In 2026, the first 5-day** change for the Dow Jones 30 was +3%.

In 2026, the first 5-day** change for the S&P 500 was +1.6%.

Those 28 years had an average annual return of 14%. The remaining years had an annual gain of 5.3%. I see this as excellent confirmation of the bullishness of my Forecast 2026 Report.

Cagdas Tuna writes:

There is no need for a statistical analysis to assume any given year will be positive for US indices. It is almost guaranteed to be positive every year. No offense to any list member.

Larry Williams responds:

Wrong 24% of time we close down for the year.

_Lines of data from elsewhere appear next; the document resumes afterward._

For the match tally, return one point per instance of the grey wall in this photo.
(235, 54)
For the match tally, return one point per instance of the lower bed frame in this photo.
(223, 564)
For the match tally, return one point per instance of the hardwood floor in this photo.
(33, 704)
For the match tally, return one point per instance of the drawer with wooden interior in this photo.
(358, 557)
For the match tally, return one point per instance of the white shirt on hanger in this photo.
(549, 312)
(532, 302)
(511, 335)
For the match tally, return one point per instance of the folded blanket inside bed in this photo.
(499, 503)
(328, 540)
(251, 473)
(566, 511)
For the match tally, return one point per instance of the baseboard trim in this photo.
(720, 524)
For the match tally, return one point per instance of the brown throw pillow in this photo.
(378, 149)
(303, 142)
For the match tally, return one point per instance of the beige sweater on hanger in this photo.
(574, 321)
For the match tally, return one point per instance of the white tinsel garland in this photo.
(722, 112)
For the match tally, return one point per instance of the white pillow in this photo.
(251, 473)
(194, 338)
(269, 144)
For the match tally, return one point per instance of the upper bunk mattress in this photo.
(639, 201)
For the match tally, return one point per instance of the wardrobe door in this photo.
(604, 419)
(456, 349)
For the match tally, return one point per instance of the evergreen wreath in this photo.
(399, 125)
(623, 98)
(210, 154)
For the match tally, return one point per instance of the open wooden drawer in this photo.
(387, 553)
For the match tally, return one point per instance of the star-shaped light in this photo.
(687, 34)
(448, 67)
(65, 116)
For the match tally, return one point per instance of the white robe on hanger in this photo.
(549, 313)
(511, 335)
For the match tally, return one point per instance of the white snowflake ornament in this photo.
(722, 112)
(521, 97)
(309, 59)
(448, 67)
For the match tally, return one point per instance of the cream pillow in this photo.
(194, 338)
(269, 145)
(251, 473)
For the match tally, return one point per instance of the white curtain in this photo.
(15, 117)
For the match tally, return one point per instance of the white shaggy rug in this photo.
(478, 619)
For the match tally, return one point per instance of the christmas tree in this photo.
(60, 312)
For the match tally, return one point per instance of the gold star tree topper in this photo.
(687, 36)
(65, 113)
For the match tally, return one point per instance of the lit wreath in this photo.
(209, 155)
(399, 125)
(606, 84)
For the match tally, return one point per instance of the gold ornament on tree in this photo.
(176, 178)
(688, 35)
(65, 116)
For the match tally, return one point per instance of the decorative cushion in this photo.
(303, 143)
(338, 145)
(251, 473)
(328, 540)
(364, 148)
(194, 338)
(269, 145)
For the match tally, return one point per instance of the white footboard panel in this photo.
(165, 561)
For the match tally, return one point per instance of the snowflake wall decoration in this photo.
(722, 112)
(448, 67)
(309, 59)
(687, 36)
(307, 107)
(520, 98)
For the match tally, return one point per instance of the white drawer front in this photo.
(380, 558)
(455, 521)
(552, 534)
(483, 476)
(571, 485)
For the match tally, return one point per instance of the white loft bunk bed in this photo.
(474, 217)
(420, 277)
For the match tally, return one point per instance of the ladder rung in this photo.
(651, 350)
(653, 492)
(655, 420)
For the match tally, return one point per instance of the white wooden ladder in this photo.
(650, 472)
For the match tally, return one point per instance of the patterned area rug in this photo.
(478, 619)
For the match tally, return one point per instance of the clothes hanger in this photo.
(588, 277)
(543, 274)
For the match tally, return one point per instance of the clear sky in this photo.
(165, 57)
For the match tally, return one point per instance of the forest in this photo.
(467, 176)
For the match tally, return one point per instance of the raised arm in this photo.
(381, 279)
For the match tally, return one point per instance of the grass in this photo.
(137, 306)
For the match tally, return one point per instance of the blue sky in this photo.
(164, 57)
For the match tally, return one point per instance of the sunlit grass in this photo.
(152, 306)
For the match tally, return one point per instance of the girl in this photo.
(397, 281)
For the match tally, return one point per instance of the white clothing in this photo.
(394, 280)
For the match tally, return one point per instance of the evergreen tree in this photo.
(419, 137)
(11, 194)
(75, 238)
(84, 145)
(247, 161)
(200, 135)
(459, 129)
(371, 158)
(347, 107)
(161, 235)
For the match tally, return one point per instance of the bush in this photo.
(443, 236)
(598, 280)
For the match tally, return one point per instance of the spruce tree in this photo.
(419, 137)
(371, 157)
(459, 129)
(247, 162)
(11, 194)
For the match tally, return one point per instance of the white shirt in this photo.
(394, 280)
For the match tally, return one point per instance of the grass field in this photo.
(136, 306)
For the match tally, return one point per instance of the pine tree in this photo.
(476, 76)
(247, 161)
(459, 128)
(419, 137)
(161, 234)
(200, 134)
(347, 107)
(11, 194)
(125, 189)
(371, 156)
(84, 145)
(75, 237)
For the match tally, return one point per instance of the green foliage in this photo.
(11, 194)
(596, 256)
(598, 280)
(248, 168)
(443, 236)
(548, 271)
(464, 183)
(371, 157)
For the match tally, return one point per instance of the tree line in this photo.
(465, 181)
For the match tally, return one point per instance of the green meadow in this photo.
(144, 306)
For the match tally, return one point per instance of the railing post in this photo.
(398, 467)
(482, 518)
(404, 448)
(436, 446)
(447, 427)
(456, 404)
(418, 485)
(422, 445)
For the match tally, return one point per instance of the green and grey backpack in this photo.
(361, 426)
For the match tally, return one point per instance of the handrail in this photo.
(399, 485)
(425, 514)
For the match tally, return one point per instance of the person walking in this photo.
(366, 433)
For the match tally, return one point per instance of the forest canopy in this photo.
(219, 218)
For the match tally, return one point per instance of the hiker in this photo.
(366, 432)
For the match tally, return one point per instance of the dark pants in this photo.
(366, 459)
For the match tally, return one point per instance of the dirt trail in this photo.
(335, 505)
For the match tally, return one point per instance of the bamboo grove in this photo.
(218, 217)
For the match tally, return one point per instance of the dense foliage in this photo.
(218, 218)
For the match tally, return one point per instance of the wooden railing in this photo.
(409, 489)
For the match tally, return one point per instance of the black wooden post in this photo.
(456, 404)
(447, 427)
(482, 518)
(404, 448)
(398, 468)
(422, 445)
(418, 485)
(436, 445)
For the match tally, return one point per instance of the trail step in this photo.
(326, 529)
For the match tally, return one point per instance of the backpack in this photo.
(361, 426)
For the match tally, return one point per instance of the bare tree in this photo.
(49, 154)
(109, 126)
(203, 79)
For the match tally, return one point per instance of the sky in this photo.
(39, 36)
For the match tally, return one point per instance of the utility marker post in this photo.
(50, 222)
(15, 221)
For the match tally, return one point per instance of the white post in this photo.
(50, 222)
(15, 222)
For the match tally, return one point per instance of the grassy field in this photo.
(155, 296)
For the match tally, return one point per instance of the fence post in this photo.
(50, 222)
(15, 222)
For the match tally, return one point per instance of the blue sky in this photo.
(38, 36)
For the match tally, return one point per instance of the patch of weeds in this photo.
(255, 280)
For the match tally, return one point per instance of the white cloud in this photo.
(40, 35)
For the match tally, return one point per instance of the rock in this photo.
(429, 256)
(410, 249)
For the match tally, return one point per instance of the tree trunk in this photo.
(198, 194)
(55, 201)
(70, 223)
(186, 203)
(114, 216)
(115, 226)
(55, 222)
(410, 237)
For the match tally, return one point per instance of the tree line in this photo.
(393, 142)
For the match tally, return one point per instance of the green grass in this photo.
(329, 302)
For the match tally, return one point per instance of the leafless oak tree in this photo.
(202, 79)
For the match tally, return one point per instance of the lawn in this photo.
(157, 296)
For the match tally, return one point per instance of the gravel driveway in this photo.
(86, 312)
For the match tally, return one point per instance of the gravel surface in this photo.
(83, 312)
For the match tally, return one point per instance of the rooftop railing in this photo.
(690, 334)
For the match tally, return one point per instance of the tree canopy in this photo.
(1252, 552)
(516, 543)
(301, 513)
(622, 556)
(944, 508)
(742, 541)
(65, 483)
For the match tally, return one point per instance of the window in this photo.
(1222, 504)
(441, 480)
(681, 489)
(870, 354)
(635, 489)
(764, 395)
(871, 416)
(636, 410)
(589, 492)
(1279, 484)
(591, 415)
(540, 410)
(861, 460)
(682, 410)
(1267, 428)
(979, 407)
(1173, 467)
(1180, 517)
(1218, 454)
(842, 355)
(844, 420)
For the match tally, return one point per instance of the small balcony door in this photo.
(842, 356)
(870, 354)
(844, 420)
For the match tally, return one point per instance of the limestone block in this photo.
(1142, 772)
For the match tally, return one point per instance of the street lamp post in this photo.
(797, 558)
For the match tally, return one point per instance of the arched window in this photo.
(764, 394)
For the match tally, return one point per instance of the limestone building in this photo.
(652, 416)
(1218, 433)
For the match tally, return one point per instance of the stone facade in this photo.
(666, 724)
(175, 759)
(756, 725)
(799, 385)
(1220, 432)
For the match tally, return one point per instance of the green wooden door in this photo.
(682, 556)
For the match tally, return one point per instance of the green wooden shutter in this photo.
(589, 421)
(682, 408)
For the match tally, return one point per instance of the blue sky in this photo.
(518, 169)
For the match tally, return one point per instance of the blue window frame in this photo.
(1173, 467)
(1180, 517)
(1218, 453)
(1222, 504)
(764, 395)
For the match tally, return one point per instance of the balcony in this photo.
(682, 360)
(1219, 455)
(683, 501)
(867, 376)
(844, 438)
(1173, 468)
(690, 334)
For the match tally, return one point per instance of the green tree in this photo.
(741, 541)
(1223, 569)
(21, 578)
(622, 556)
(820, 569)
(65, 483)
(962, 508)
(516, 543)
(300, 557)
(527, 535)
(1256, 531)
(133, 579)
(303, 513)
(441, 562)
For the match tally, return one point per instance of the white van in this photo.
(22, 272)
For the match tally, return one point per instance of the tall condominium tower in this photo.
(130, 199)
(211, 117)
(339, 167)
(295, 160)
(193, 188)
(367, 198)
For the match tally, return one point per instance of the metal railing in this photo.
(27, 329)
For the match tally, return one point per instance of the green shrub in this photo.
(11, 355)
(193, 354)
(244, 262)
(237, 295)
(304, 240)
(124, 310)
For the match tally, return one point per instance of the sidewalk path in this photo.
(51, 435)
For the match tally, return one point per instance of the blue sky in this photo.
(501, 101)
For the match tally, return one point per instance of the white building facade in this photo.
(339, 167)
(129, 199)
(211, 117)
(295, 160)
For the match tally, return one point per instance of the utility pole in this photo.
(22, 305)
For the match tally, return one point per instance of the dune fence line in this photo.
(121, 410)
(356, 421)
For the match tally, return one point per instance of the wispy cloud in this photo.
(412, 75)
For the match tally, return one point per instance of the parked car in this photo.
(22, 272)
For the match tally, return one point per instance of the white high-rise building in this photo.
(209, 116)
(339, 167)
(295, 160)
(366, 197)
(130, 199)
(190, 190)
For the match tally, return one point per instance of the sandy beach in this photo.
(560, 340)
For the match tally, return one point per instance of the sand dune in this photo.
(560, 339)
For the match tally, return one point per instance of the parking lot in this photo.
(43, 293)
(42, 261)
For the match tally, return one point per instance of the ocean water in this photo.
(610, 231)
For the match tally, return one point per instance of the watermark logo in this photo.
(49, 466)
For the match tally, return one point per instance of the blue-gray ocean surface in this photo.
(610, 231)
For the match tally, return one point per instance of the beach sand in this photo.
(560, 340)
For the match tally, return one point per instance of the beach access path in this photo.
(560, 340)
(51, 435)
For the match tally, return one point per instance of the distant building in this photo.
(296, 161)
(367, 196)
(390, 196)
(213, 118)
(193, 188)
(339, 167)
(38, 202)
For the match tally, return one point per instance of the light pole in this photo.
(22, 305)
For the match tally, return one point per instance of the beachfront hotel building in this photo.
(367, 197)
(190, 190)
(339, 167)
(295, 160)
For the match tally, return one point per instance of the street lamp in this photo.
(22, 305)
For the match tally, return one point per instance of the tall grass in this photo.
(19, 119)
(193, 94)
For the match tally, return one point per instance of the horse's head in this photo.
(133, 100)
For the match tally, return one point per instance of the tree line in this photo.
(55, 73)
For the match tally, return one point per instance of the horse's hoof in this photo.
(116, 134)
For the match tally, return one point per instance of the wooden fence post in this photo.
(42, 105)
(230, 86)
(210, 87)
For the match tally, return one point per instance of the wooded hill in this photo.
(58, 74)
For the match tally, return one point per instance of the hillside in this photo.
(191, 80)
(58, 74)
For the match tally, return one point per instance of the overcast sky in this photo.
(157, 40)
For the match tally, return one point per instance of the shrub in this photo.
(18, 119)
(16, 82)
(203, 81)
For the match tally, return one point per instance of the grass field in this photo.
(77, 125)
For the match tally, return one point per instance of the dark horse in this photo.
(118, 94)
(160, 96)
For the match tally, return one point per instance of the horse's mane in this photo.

Michael Brush is surprised:

Wow did not know it was that high.

Larry Williams agrees:

I was taken back by it as well.

Asindu Drileba asks:

2026 is bullish? But Senator, you said you expect a recession in 2026 with 100% certainty. Is this a contradiction? Or maybe its possible for the market to be bullish even during a recession?

Larry Williams answers:

Yes, there was a projection made a year ago for a 2026 sell off —in the last 12 months data changed—large improvements in fundamentals and hopefully I got a little better understanding of long term cycles. New Data matters.

Nils Poertner writes:

Asindu- there would be simply too many variables out to make that statement with such a certainty in advance. Just impossible. It remains a probability game. Used to subscribe to some cycle research that claimed to have things figured out yrs in advance. quite pricey subscription. it was HOOK, LINE and SINKER (for me).

Denise Shull comments:

New Data matters.

Indeed it does. Wonder why it’s challenging for many to incorporate?

Nils Poertner responds:

Good question. On this note… (Pure) data analysts believe pattern matching on large datasets will solve our problems. But what if the really vital information isn't being collected? What if it's invisible to our trained systems?